Despite the advantages that co-investment offers, 63 percent of investors say they are not looking to pursue the strategy in private real estate.

In contrast, appetite to co-invest in the wider private equity space continues unabated, with 71 percent of investors polled planning to participate directly in deals alongside managers in the year ahead, according to sister publication Private Equity International.

“I see co-investment more commonly on private equity funds,” says Simon Vardon, global head of real assets at fund administrator Sanne.

“For real estate deals with a proven real estate asset manager, it remains quite common that the largest investors will invest alongside the asset manager in pure joint venture arrangements outside of fund structures. For real estate funds, where local expertise is required for a particular project, a local asset manager/developer will be involved and it’s usual for that party to have an equity stake in the project, alongside the fund and any co-investment from investors.”

The biggest factor cited by Perspectives 2021 respondents as hindering their participation in co-investments is insufficient staffing, followed by a lack of available opportunities and challenges in reaching the required speed to conclude transactions.

“Investors need to take a more active role when they decide to co-invest and that requires some degree of capacity internally. Some investors say they want co-invest rights but when they are presented with the opportunity to make an actual investment, it’s challenging because they might not have the people, the abilities or the manpower to effectively get involved in co-investment,” says Edward Tran, partner at Katten Muchin Rosenman, a multinational law firm.

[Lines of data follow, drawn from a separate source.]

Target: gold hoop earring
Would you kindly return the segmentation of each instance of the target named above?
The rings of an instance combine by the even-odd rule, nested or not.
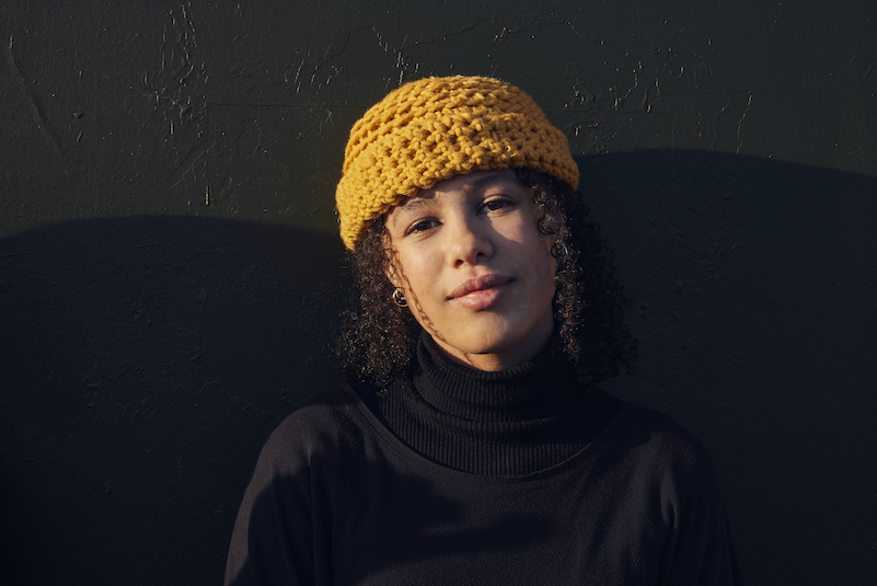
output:
[[[408,300],[405,299],[405,291],[402,289],[395,289],[393,291],[393,302],[401,308],[408,307]]]

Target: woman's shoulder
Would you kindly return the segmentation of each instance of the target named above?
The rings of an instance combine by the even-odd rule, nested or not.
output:
[[[272,432],[263,458],[310,459],[360,443],[366,428],[359,400],[349,386],[310,394]]]
[[[666,413],[624,403],[609,432],[604,449],[613,453],[616,466],[682,484],[715,482],[713,459],[703,441]]]

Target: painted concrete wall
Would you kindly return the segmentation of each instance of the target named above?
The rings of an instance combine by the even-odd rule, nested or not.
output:
[[[0,4],[4,584],[216,584],[267,433],[334,386],[333,189],[400,82],[570,138],[750,584],[877,581],[877,4]],[[10,574],[11,572],[11,574]]]

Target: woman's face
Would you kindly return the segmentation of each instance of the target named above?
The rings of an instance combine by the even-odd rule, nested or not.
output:
[[[539,216],[510,169],[441,181],[388,214],[388,276],[452,359],[503,370],[547,343],[555,262]]]

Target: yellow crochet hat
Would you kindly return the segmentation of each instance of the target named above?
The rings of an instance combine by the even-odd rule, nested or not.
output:
[[[350,130],[335,192],[342,240],[353,250],[372,220],[417,189],[510,166],[529,166],[578,187],[566,137],[518,88],[465,76],[406,83]]]

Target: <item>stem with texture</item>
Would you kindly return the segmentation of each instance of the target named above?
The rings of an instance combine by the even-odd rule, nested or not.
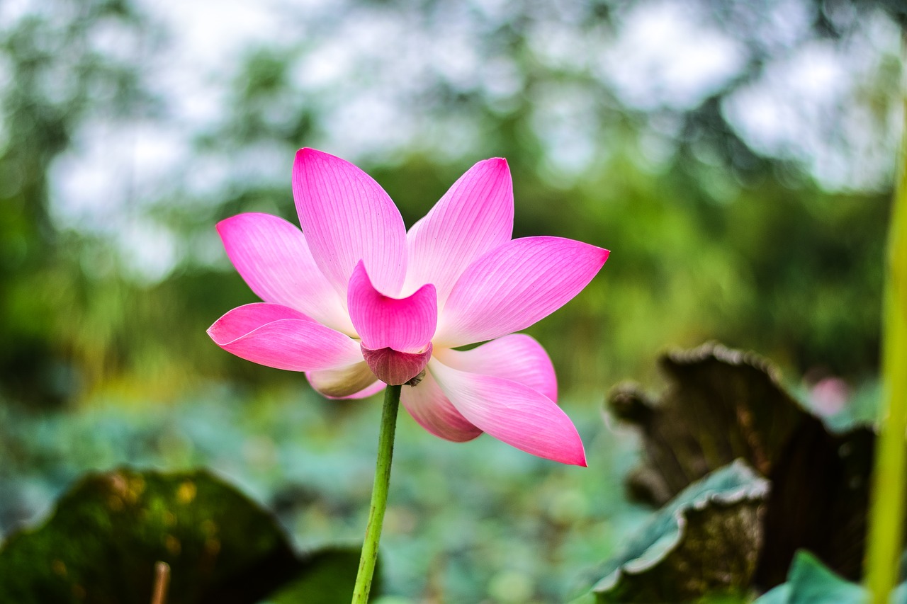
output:
[[[381,412],[381,431],[378,435],[378,461],[372,487],[372,503],[368,510],[366,541],[362,545],[359,571],[353,589],[353,604],[366,604],[372,589],[375,563],[378,559],[378,541],[381,526],[387,507],[387,487],[391,481],[391,460],[394,457],[394,435],[396,433],[396,416],[400,408],[400,389],[403,386],[388,385],[385,390],[385,405]]]
[[[902,40],[907,67],[907,34]],[[907,98],[903,99],[907,120]],[[907,127],[901,142],[900,175],[892,208],[884,287],[882,381],[884,398],[875,450],[866,549],[870,601],[887,604],[903,547],[905,433],[907,433]]]

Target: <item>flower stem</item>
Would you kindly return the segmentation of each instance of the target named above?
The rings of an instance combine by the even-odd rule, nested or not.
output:
[[[375,563],[378,560],[381,525],[385,521],[385,509],[387,507],[387,486],[391,482],[394,434],[396,432],[396,416],[400,408],[402,387],[388,385],[385,390],[385,406],[381,412],[381,432],[378,434],[378,461],[375,469],[368,524],[366,526],[366,541],[362,544],[359,572],[356,576],[356,588],[353,589],[353,604],[366,604],[368,601],[368,592],[372,589]]]
[[[907,37],[902,41],[907,57]],[[907,60],[902,61],[907,66]],[[903,67],[902,67],[903,68]],[[904,117],[907,120],[907,98]],[[873,604],[887,604],[903,548],[907,432],[907,126],[901,142],[900,177],[892,208],[884,289],[882,382],[884,399],[875,450],[866,549],[866,586]]]

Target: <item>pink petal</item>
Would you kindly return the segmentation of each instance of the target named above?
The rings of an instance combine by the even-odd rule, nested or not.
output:
[[[234,308],[208,335],[227,352],[278,369],[313,371],[362,360],[358,344],[348,336],[278,304]]]
[[[309,371],[306,377],[312,387],[327,398],[365,398],[385,387],[365,361],[336,369]]]
[[[419,425],[435,436],[463,443],[482,434],[451,404],[431,372],[426,372],[418,385],[405,385],[400,391],[400,402]]]
[[[513,239],[473,262],[454,286],[434,342],[449,347],[524,329],[580,293],[608,250],[573,239]]]
[[[433,283],[443,307],[463,271],[510,241],[512,233],[513,185],[507,161],[480,161],[406,234],[409,267],[404,291]]]
[[[297,227],[277,216],[250,213],[221,220],[218,232],[227,256],[258,297],[352,333],[346,300],[315,265]]]
[[[396,294],[406,274],[406,230],[396,206],[370,176],[339,158],[300,149],[293,197],[315,263],[342,296],[365,260],[375,285]]]
[[[435,359],[428,367],[457,411],[480,430],[533,455],[586,465],[573,423],[544,395],[519,382],[459,371]]]
[[[350,277],[346,306],[363,346],[371,350],[422,353],[438,320],[434,286],[424,286],[402,299],[390,297],[372,286],[362,262]]]
[[[558,379],[541,345],[525,334],[512,334],[470,350],[439,349],[435,358],[449,367],[519,382],[555,403]]]

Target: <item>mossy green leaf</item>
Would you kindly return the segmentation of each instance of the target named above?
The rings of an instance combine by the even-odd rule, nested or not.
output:
[[[720,468],[659,510],[589,574],[599,602],[682,602],[745,593],[756,570],[768,481],[743,462]]]
[[[658,402],[630,385],[610,397],[610,411],[643,436],[643,462],[628,481],[631,495],[662,505],[693,481],[744,459],[772,484],[756,585],[783,582],[800,548],[856,579],[873,430],[833,434],[754,353],[707,344],[665,355],[660,365],[668,386]]]
[[[352,593],[356,567],[300,557],[268,511],[206,471],[120,469],[83,478],[42,526],[4,543],[0,601],[148,604],[158,560],[169,604],[252,604],[302,579]]]

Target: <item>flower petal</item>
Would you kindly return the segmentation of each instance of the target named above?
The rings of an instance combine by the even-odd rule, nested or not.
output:
[[[233,266],[262,300],[353,333],[346,299],[315,265],[298,228],[277,216],[249,213],[221,220],[218,232]]]
[[[513,184],[507,161],[480,161],[454,183],[406,234],[404,291],[432,283],[444,307],[463,270],[513,234]]]
[[[608,254],[558,237],[513,239],[488,252],[454,286],[435,346],[453,348],[528,327],[579,294]]]
[[[385,387],[365,361],[336,369],[306,372],[312,387],[327,398],[365,398]]]
[[[300,149],[293,197],[315,263],[343,297],[365,260],[383,292],[395,295],[406,275],[406,229],[396,206],[370,176],[348,161]]]
[[[362,262],[356,265],[350,277],[346,306],[363,346],[371,350],[422,353],[438,321],[434,286],[423,286],[402,299],[390,297],[372,286]]]
[[[440,438],[463,443],[482,434],[451,404],[431,372],[416,385],[405,385],[400,402],[419,425]]]
[[[480,430],[533,455],[586,465],[573,423],[544,395],[519,382],[460,371],[436,359],[428,368],[457,411]]]
[[[359,345],[348,336],[278,304],[234,308],[208,335],[227,352],[278,369],[313,371],[362,360]]]
[[[470,350],[442,348],[434,356],[448,367],[513,380],[558,401],[551,359],[541,344],[525,334],[504,336]]]

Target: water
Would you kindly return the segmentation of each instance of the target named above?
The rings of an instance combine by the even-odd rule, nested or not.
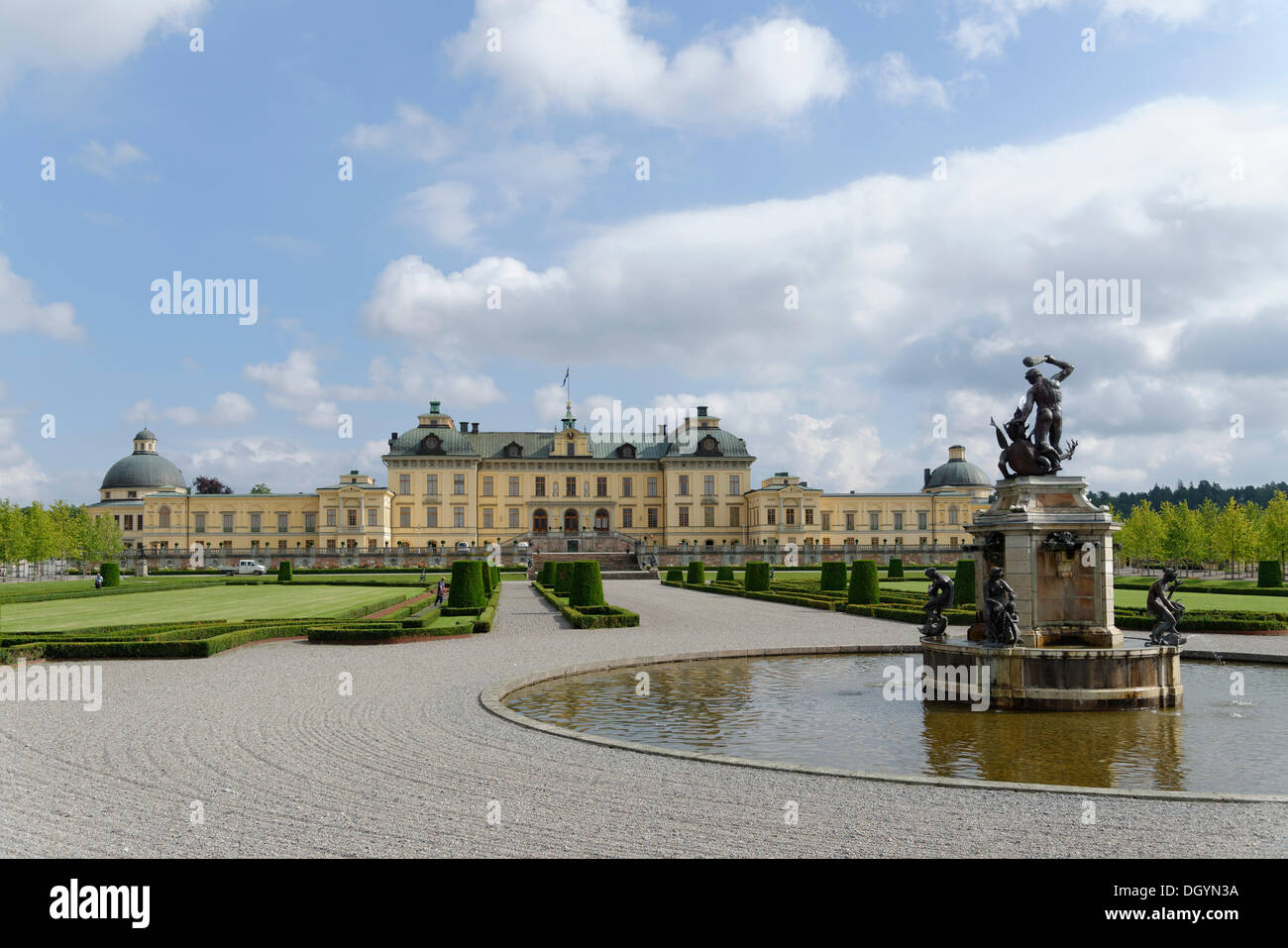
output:
[[[1288,670],[1185,662],[1185,706],[970,711],[886,701],[904,654],[720,658],[545,681],[505,703],[572,730],[701,754],[1079,787],[1288,793]],[[920,663],[920,656],[912,656]],[[1243,694],[1231,696],[1231,675]]]

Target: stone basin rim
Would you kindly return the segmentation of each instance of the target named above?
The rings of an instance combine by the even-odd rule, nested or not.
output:
[[[1141,790],[1118,787],[1078,787],[1065,783],[1018,783],[1011,781],[976,781],[966,777],[926,777],[922,774],[886,774],[867,770],[844,770],[841,768],[817,766],[813,764],[787,764],[773,760],[753,760],[750,757],[733,757],[723,754],[698,754],[697,751],[681,751],[657,744],[645,744],[636,741],[622,741],[601,734],[562,728],[558,724],[538,721],[535,717],[519,714],[505,706],[505,699],[522,688],[553,681],[560,678],[572,678],[591,671],[613,671],[614,668],[647,667],[650,665],[674,665],[677,662],[702,662],[716,658],[769,658],[778,656],[833,656],[833,654],[898,654],[921,652],[921,643],[900,643],[895,645],[790,645],[782,648],[750,648],[750,649],[724,649],[717,652],[680,652],[661,656],[640,656],[635,658],[613,658],[598,662],[581,662],[565,665],[542,671],[529,672],[518,678],[498,681],[479,692],[479,705],[491,711],[497,717],[505,719],[522,728],[531,728],[554,737],[581,741],[583,743],[599,744],[636,754],[652,754],[659,757],[679,757],[681,760],[694,760],[706,764],[723,764],[725,766],[759,768],[761,770],[782,770],[797,774],[813,774],[819,777],[841,777],[854,781],[871,781],[877,783],[911,783],[931,787],[948,787],[953,790],[997,790],[1027,793],[1078,793],[1082,796],[1106,797],[1135,797],[1141,800],[1177,800],[1177,801],[1211,801],[1230,804],[1288,804],[1288,795],[1279,793],[1211,793],[1190,790]],[[1213,650],[1182,652],[1182,658],[1191,661],[1212,662],[1261,662],[1266,665],[1288,665],[1288,656],[1258,654],[1258,653],[1229,653]]]

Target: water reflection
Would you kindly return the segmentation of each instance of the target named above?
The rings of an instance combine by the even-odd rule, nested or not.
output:
[[[573,730],[702,754],[846,770],[1084,787],[1285,793],[1288,671],[1185,665],[1185,707],[970,711],[885,701],[905,656],[784,656],[590,672],[511,694]],[[920,658],[917,658],[920,662]],[[1231,697],[1230,672],[1244,676]]]

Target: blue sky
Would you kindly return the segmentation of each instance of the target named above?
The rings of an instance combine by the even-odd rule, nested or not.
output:
[[[710,404],[757,477],[912,489],[949,443],[993,469],[1030,353],[1078,367],[1097,489],[1288,477],[1284,26],[1256,0],[5,3],[0,496],[93,500],[144,420],[234,489],[383,479],[431,398],[555,425],[565,366],[582,420]],[[173,270],[256,280],[258,322],[153,314]],[[1036,314],[1056,270],[1141,281],[1139,321]]]

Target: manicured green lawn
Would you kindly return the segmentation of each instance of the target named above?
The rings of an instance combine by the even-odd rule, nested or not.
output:
[[[17,603],[0,609],[0,631],[59,631],[93,626],[193,620],[296,618],[334,616],[363,603],[377,603],[402,590],[377,586],[260,583],[140,592],[131,596],[85,596],[45,603]],[[407,589],[412,595],[415,589]]]

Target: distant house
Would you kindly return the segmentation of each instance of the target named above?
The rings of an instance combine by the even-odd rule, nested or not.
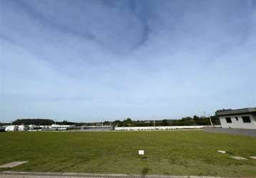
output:
[[[256,130],[256,108],[219,111],[222,128],[240,128]]]

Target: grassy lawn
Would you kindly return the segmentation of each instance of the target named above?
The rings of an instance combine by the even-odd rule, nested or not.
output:
[[[0,132],[0,164],[29,161],[0,171],[256,176],[256,159],[230,156],[256,156],[256,138],[197,130]]]

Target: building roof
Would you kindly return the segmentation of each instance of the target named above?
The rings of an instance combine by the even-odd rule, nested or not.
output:
[[[217,116],[225,116],[232,115],[242,115],[242,114],[256,114],[256,108],[247,108],[238,110],[230,110],[225,111],[219,111],[216,113]]]

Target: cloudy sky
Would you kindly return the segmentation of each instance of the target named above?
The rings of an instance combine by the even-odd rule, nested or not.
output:
[[[256,1],[0,0],[0,122],[256,107]]]

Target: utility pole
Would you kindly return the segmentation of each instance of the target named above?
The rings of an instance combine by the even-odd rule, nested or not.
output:
[[[103,131],[103,120],[102,120],[102,131]]]
[[[213,127],[212,120],[211,120],[211,116],[210,115],[209,115],[210,122],[211,122],[211,125],[212,125],[212,127]]]
[[[154,115],[153,115],[153,122],[154,122],[154,130],[156,130],[156,125],[154,123]]]

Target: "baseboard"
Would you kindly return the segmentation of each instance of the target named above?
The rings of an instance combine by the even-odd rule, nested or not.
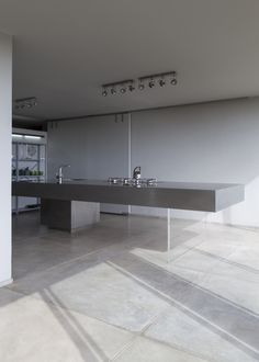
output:
[[[11,284],[13,282],[13,279],[8,279],[7,281],[0,282],[0,287],[5,286],[8,284]]]

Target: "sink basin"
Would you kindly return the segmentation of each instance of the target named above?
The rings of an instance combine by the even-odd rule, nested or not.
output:
[[[85,181],[88,179],[63,179],[63,181]]]

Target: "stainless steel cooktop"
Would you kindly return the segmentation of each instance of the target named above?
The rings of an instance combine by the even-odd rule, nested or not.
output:
[[[157,184],[157,179],[109,178],[108,182],[125,186],[153,186]]]

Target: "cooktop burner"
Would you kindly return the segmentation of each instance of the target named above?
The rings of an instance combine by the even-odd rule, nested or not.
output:
[[[157,179],[131,179],[131,178],[109,178],[109,183],[112,184],[122,184],[130,186],[139,186],[139,185],[156,185]]]

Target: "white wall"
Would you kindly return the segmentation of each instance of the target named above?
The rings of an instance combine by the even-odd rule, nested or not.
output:
[[[128,120],[126,116],[100,116],[48,124],[48,177],[55,178],[59,165],[65,178],[105,180],[127,177]],[[101,205],[102,212],[127,213],[125,205]]]
[[[66,158],[69,162],[74,161],[76,173],[80,176],[87,151],[87,162],[94,165],[97,177],[101,176],[98,170],[103,169],[104,165],[95,154],[97,149],[100,154],[105,152],[105,134],[94,120],[98,118],[60,122],[55,134],[49,129],[50,163],[60,163]],[[91,133],[87,124],[91,124],[90,128],[95,132]],[[121,127],[114,134],[111,129],[109,142],[114,139],[117,143],[120,138],[122,146],[128,137],[127,129],[126,126]],[[92,135],[91,142],[87,140],[88,133]],[[131,137],[131,169],[140,165],[143,177],[165,181],[246,184],[245,202],[210,214],[207,219],[259,227],[258,98],[133,113]],[[69,144],[67,150],[64,149],[65,144]],[[128,159],[128,155],[124,155],[120,163],[106,159],[109,174],[126,176],[128,165],[124,166],[124,162]],[[132,212],[165,214],[164,210],[136,206],[132,207]],[[173,216],[200,219],[206,214],[174,211]]]
[[[246,201],[238,205],[209,215],[174,211],[173,216],[259,226],[259,99],[134,113],[132,165],[159,180],[244,183]]]
[[[11,282],[12,41],[0,33],[0,286]]]

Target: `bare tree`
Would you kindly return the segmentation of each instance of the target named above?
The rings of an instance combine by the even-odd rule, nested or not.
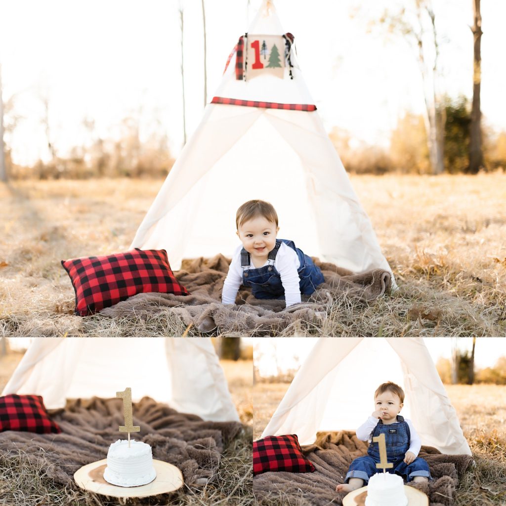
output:
[[[56,161],[58,158],[58,153],[56,152],[56,148],[54,143],[53,142],[53,135],[51,132],[51,128],[49,121],[49,111],[51,100],[49,98],[49,92],[46,90],[39,94],[39,99],[42,102],[44,107],[44,114],[40,119],[40,122],[44,127],[44,131],[46,133],[46,139],[48,143],[48,149],[51,155],[52,161]]]
[[[183,35],[184,34],[184,19],[182,4],[179,6],[179,20],[181,28],[181,81],[183,83],[183,145],[186,144],[186,110],[185,107],[185,65],[183,51]]]
[[[5,144],[4,143],[4,99],[2,94],[2,63],[0,63],[0,181],[7,181],[5,164]]]
[[[458,349],[458,338],[451,338],[451,383],[456,385],[458,383],[458,369],[460,363],[460,352]]]
[[[436,15],[432,0],[413,0],[412,9],[403,7],[399,12],[386,11],[369,28],[379,24],[388,34],[408,41],[415,50],[424,85],[426,129],[432,173],[444,172],[445,108],[438,91],[439,44],[436,28]]]
[[[473,338],[473,348],[471,350],[471,356],[468,364],[468,385],[473,385],[474,383],[474,351],[476,346],[476,338]]]
[[[205,107],[207,103],[207,50],[205,35],[205,10],[204,8],[204,0],[202,0],[202,22],[204,28],[204,107]]]
[[[481,13],[480,0],[473,0],[474,24],[471,27],[474,38],[473,73],[473,106],[471,109],[471,138],[469,150],[469,170],[476,174],[483,163],[482,150],[481,110],[480,92],[481,87]]]

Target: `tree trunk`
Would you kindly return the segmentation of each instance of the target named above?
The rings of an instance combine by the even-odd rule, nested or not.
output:
[[[2,64],[0,63],[0,181],[7,181],[5,165],[5,144],[4,143],[4,99],[2,95]]]
[[[473,338],[473,349],[471,351],[471,358],[469,359],[469,368],[468,369],[468,385],[474,383],[474,350],[476,346],[476,338]]]
[[[436,16],[430,2],[416,0],[416,16],[420,25],[417,33],[413,30],[418,46],[418,65],[424,83],[424,95],[426,113],[425,126],[427,132],[429,158],[432,174],[441,174],[444,172],[444,126],[446,118],[444,108],[439,103],[437,92],[437,68],[439,46],[436,30]],[[423,18],[427,15],[431,20],[435,56],[431,67],[428,64],[424,52],[424,25]]]
[[[471,28],[474,37],[474,59],[473,76],[473,107],[471,109],[469,173],[478,174],[483,163],[481,139],[481,111],[480,92],[481,87],[481,13],[480,0],[473,0],[474,24]]]
[[[205,10],[204,0],[202,0],[202,22],[204,28],[204,107],[207,104],[207,47],[205,37]]]
[[[179,17],[181,27],[181,81],[183,83],[183,145],[186,144],[186,110],[185,107],[185,65],[184,56],[183,54],[183,35],[184,32],[184,20],[183,15],[183,7],[179,9]]]
[[[460,361],[460,354],[457,346],[458,338],[452,338],[452,360],[451,360],[451,384],[456,385],[458,383],[458,369]]]

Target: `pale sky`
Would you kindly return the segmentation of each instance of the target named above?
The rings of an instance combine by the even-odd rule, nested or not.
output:
[[[278,366],[282,369],[298,369],[297,364],[302,365],[318,339],[318,338],[249,338],[249,341],[252,342],[257,357],[261,355],[264,357],[261,362],[257,362],[261,374],[270,375],[276,373],[273,361],[274,354],[277,356]],[[430,338],[424,340],[435,363],[440,357],[449,358],[451,356],[452,341],[453,339],[450,338]],[[459,339],[458,342],[462,349],[470,351],[472,342],[472,338],[462,338]],[[492,367],[499,357],[506,356],[506,339],[504,338],[479,338],[476,342],[475,364],[477,368]]]
[[[399,1],[399,0],[397,0]],[[4,99],[16,95],[22,116],[12,139],[14,160],[47,156],[40,94],[50,100],[51,127],[60,153],[89,141],[81,125],[95,120],[103,138],[140,114],[141,136],[166,132],[174,155],[182,143],[181,48],[177,0],[0,0],[0,61]],[[203,109],[200,0],[181,0],[185,12],[187,131]],[[238,37],[260,0],[207,0],[208,100]],[[363,14],[378,15],[396,0],[274,0],[285,31],[295,35],[300,67],[327,131],[334,125],[356,141],[385,144],[397,118],[424,107],[416,59],[405,42],[366,33]],[[405,5],[407,5],[405,2]],[[444,89],[472,93],[471,0],[434,2],[441,35]],[[482,110],[487,123],[506,130],[506,2],[482,2]],[[141,111],[139,113],[139,111]]]

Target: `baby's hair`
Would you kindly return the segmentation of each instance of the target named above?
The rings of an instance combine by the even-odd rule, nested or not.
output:
[[[387,382],[386,383],[382,383],[378,387],[374,392],[374,399],[386,392],[391,392],[393,394],[398,396],[401,401],[401,404],[404,402],[404,391],[398,385],[393,383],[391,381]]]
[[[272,204],[264,200],[248,200],[237,209],[236,226],[238,229],[243,223],[257,216],[263,216],[268,221],[278,226],[278,215]]]

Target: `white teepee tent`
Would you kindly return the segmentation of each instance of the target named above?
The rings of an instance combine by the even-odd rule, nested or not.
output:
[[[256,62],[255,44],[267,51],[266,40],[281,39],[283,33],[272,2],[265,0],[243,51],[232,56],[132,247],[164,248],[175,269],[183,258],[230,256],[239,244],[238,207],[261,199],[277,211],[278,237],[308,255],[355,272],[391,270],[315,110],[291,34],[282,40],[280,64],[289,56],[292,67],[287,65],[279,76],[247,73]],[[242,61],[246,78],[240,64],[237,69]]]
[[[262,437],[355,430],[374,410],[374,393],[393,381],[406,394],[401,414],[422,444],[471,454],[434,362],[420,338],[320,338],[299,370]]]
[[[132,388],[205,420],[239,419],[208,338],[47,338],[32,342],[2,393],[41,395],[48,409],[66,399],[114,397]]]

“Investors might have a team that evaluates real estate, but they might not have an operational team that actually manages real estate, so if they’re going to co-invest they may have to think about bulking up their teams.

“The idea of co-investment is quite popular, but it’s driven by the deals on the table and today people are doing fewer deals because of market uncertainty and turmoil. As the overall number of real estate transactions decline, the number of co-investments will also decrease.”